El plan contó con el apoyo en primer debate de 32 diputados, y solo lo objetaron los legisladores del Partido Acción Ciudadana (PAC) y de Frente Amplio.
El proyecto sanciona con tres a seis años de cárcel la violación de datos personales guardados en bases informáticas, y se establece también una pena de prisión de cuatro a ocho años a la extorsión realizada por esa misma vía.
Además, contempla el fraude informático como un delito, para el que se aprueban castigos de tres a seis años de cárcel. La pena sube de cinco a diez años si esa conducta es contra sistemas de información públicos, sistemas de información bancaria o entidades financieras, o cuando el responsable es un empleado encargado de administrar o dar soporte al sistema.
En el caso del espionaje, se impone una sanción de cuatro a ocho años de prisión, mientras que, para el sabotaje informático, se establece de tres a seis años, y aumenta de cuatro a ocho años cuando haya peligro colectivo o daño social.

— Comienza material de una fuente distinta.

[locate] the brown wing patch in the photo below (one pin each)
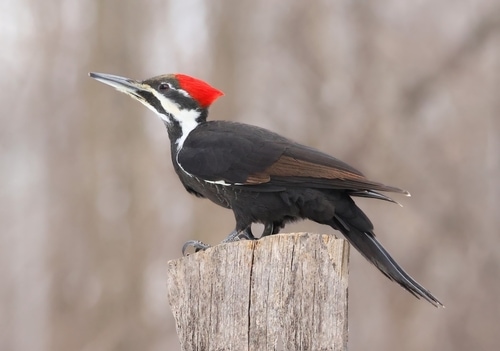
(258, 178)
(287, 166)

La suplantación de identidad en medios electrónicos también recibiráun castigo de tres a seis años de cárcel, así como la suplantación de páginas electrónicas, cuyos infractores se expondrían a sanciones de uno a tres años de prisión, que subirían de tres a seis años cuando se capture información confidencial de una persona física o jurídica, según se consigna en la reforma.
Para facilitar los procedimientos de investigación, el proyecto autoriza a las autoridades a realizar intervenciones orales, escritas o de otro tipo.
Por su parte, los legisladores del PAC consideran que los castigos que se establecen son desproporcionados y vienen a agravar el problema de hacinamiento en las cárceles del país.
La congresista del PAC, Carmen Muñoz Quesada, dijo que la iniciativa tampoco permite otorgar garantías procesales como la libertad condicional, pues las sanciones son mayores a los tres años.